For weeks they walked through those hills—blank-faced—with their weapons, carrying only what they needed, learning, despite the discomfort or because of it, where to put their feet, how to conserve their strength, what path to pick, how to follow a map. They got used to going for days with only ten-minute naps. There were no concessions for the weather, the land, or the men, but on night maneuvers those troopers classified as weak swimmers were allowed to put two pieces of luminescent tape on the back of their caps instead of one.

All the time the class grew smaller. You could quit any time. Just walk away. Once on patrol, though, all the options were gone. In a world that had once been full of possibilities there was only one left—finishing. For those who stayed, a certain pride and comradeship grew. Not the group kind at jump school, but an individual respect and reliance. There weren’t enough troops there to hold any one man up, and only one trooper could bring the whole thing down on everyone else’s head. So they moved carefully through the Georgia hills, five-, six-man patrols, watching each other and learning each other’s weaknesses and strengths, supporting where they could, helping if they had to.

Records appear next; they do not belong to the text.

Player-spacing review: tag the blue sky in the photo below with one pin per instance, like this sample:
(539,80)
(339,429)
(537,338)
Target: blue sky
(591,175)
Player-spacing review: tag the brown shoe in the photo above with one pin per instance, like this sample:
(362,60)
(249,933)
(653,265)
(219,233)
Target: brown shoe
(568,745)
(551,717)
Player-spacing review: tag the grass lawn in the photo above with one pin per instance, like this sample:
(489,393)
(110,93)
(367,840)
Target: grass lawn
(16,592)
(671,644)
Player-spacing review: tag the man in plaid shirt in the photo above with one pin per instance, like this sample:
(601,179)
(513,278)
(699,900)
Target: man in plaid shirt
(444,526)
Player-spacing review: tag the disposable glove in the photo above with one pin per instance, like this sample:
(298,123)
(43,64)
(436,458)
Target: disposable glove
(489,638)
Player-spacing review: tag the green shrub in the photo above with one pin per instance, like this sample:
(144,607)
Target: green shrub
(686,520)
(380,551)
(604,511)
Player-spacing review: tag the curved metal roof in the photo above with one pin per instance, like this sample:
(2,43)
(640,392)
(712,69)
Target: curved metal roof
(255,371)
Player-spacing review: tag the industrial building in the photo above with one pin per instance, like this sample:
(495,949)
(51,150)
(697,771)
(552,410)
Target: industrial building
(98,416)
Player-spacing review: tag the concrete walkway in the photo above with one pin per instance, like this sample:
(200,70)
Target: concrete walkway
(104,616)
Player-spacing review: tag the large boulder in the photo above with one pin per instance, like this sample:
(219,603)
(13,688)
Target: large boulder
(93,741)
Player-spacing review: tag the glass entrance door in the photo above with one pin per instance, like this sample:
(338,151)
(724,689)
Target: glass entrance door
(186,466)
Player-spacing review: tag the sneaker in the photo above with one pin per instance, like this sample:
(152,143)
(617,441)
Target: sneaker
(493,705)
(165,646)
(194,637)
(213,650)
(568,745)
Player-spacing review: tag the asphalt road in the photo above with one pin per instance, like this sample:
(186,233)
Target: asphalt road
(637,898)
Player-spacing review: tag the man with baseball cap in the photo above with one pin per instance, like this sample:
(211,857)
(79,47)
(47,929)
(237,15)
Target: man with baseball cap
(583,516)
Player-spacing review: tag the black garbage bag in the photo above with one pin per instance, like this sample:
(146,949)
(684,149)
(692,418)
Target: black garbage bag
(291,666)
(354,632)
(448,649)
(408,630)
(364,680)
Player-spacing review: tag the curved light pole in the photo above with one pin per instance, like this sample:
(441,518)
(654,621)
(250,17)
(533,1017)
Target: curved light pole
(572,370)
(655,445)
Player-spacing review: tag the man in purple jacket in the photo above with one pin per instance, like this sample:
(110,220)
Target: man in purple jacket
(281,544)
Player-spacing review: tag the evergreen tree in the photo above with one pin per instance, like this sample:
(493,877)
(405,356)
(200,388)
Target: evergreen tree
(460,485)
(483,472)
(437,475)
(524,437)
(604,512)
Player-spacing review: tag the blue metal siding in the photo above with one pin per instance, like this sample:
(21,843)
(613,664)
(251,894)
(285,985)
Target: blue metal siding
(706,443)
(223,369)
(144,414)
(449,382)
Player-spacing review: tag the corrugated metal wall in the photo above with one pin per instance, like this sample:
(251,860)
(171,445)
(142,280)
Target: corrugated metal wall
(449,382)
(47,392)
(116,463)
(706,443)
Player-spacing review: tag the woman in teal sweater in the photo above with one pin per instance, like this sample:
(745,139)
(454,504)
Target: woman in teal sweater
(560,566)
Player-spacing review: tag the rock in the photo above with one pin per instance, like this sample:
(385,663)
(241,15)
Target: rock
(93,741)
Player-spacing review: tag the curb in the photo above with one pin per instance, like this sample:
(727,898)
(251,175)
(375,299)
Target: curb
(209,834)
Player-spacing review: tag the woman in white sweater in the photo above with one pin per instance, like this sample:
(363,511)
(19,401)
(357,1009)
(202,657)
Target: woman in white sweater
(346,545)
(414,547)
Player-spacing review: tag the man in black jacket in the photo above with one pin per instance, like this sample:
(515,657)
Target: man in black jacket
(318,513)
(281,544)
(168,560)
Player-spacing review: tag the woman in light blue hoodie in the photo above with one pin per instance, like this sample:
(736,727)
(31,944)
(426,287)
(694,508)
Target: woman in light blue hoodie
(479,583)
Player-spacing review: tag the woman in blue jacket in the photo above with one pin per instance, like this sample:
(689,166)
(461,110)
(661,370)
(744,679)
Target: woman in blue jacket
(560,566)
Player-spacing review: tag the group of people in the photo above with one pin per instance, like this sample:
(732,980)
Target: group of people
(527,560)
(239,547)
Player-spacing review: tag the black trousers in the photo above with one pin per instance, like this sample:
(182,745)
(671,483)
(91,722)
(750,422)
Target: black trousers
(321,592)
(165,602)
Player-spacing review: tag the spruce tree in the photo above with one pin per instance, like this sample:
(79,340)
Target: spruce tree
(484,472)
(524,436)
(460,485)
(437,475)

They finished their patrolling techniques with a four-day sweep that ended up taking them into a windswept canyon where, frozen and wet, they edged themselves across slippery planks hanging sixty feet above rock-filled river beds. Two left after that, but even they had to cross the canyon to get out. Macabe felt like some kind of survivor. The future—any future—no longer seemed so worrisome.

After that last patrol the class was taken back to Benning. Macabe sat, hunched over in the back of the truck, grimly watching the hills recede. Climbing down at Benning, they were given six hours to clean up, get a steak, and get back to go to the mountains. Most went to town, but Macabe stayed by himself. He took a long, hot shower and went off to eat alone.

In the mountains, they camped high up where it was still winter, despite the fact that it was already almost April in the valleys. There were large patches of snow on the ground, and all the night temperatures were below freezing. The emphasis was not so much on working, as it was on learning the mountains. After Benning and the hills, it was almost leisurely. It was a sort of graduate school. There were field seminars on techniques, situations, execution, on administration logistics, command and signal, with the class standing around in their parkas, cradling their weapons while they listened. They learned how to repel down a cliff and advance, how to use grapples and pitons—in short, how to function in the mountains.